Ecoanxiety: el peso psicológico de la expectativa inalcanzable al medio ambiente.
La ecoansiedad: un trastorno mental creciente en México e Iberoamérica.
La ecoansiedad no es un trastorno reconocido en los manuales clínicos de psicología ni de psiquiatría, sin embargo, es un fenómeno cada vez más común que afecta la salud mental, especialmente en personas jóvenes sensibilizadas con el medioambiente. La “trampa” de la responsabilidad individual, señala Mateu, parte del problema tiene origen en campañas históricas como la de Crying Indian (1971), que trasladaron simbólicamente la responsabilidad de la contaminación desde las grandes corporaciones hacia los ciudadanos y su actuar diario.
Estas campañas desplazaron la responsabilidad de la contaminación desde las grandes corporaciones a los ciudadanos individuales, cuando en realidad las empresas son las responsables del 70% o el 80% de la producción de residuos en el mundo. Esta presión genera disonancia cognitiva, un concepto desarrollado por el psicólogo Leon Festinger, que describe la incomodidad mental provocada por sostener ideas contradictorias, en este caso, por un lado se afirma que el cambio climático es irreversible y por otro, que las acciones individuales pueden revertirlo.
A ello se suma la indefensión aprendida, descrita por Martin Seligman, que aparece cuando una persona siente que, haga lo que haga, no podrá cambiar el resultado, lo que genera frustración, malestar profundo y la llamada “ecoansiedad”. Por su parte, Ingrid Vargas Huicochea, del Departamento de Psiquiatría y Salud Mental de la Facultad de Medicina de la UNAM, advierte que esta ansiedad combina síntomas psíquicos y físicos: estrés persistente, alteraciones en la temperatura corporal, disminución de defensas, aumento del ritmo cardiaco e incluso pesadillas.

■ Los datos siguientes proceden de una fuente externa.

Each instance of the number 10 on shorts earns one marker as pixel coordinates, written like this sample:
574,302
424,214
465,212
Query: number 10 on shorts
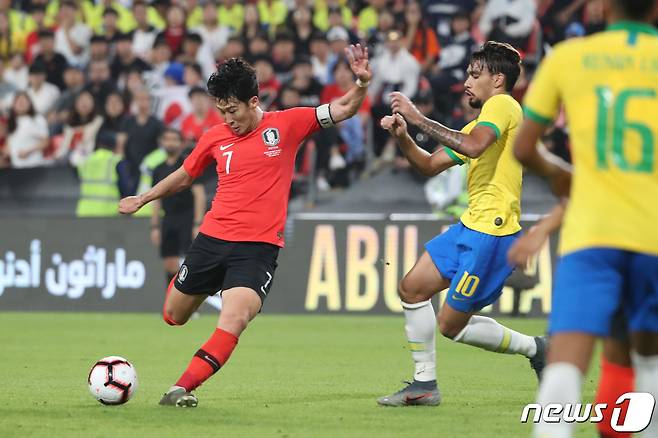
467,284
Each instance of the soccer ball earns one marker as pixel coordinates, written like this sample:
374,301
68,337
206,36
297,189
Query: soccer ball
112,380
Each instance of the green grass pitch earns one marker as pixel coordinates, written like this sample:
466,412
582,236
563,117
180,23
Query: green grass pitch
291,376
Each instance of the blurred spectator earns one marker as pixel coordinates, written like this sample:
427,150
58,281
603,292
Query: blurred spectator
99,49
214,34
252,24
174,33
16,72
303,81
74,82
139,133
440,14
283,56
394,70
80,131
31,41
234,48
232,14
114,115
125,59
42,94
268,85
421,40
54,62
96,16
300,21
320,58
194,13
453,62
202,117
144,35
100,181
195,50
259,45
369,16
272,13
28,133
100,83
72,37
377,36
324,8
11,39
7,91
509,21
193,76
594,19
110,26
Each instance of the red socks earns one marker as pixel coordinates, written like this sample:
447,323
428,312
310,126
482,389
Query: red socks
615,381
208,360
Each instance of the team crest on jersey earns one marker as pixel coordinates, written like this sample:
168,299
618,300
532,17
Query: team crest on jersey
271,137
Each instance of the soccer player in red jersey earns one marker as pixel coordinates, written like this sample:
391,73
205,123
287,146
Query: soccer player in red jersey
239,240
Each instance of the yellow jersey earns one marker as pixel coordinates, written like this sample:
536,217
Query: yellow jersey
608,84
494,178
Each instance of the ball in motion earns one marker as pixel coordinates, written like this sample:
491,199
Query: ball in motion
112,380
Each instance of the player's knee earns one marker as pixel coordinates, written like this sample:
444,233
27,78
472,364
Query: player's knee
448,329
409,292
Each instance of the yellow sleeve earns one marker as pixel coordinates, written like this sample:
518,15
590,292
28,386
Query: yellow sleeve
542,101
497,113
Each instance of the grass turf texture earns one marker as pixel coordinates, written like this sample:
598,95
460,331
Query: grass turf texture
291,376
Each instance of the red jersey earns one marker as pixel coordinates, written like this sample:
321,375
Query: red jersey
254,172
192,129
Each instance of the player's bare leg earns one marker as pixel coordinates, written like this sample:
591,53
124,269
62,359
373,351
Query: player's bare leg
487,333
416,289
568,360
645,363
239,306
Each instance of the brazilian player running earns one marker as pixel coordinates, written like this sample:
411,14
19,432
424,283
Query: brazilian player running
609,242
470,258
239,240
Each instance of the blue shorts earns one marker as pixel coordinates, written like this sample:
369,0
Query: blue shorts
591,284
474,262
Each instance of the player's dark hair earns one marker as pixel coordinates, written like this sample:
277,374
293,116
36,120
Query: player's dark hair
234,78
638,10
499,58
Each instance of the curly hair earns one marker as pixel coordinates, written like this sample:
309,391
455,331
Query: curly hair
234,78
499,58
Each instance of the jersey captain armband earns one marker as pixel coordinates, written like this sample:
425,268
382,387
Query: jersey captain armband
323,115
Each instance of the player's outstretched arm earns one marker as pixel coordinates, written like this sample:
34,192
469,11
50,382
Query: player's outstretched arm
421,160
533,155
347,106
472,145
174,183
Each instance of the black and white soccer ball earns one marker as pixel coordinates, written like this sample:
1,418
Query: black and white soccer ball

El fenómeno se observa principalmente en personas de entre los 16 y los 25 años, quienes sienten incertidumbre sobre el futuro del planeta que habitarán el resto de su vida. Aun realizando acciones como separar basura, ahorrar agua o promover conductas responsables entre sus conocidos, al no ver cambios se sienten impotentes y desesperanzados, esto puede derivar en cuadros de ansiedad crónica, depresión e incluso estrés postraumático.
Los especialistas coinciden en que la solución no es dejar de actuar, sino replantear la narrativa. Practicar meditación y mindfulness pueden ayudar a reducir la ansiedad y mejorar el bienestar emocional. También se recomienda enfocarse en las acciones individuales que puedan tener un impacto positivo, como cambiar hábitos de consumo o apoyar políticas gubernamentales sostenibles.
Es importante destacar que la ecoansiedad es un problema real y creciente en México e Iberoamérica. Es fundamental abordar esta condición con seriedad y tomar medidas para reducir la ansiedad y el estrés asociados con el cambio climático. Al replantear la narrativa y enfocarnos en las acciones individuales que puedan hacer una diferencia, podemos comenzar a reducir la ecoansiedad y crear un futuro más sostenible para todas las generaciones.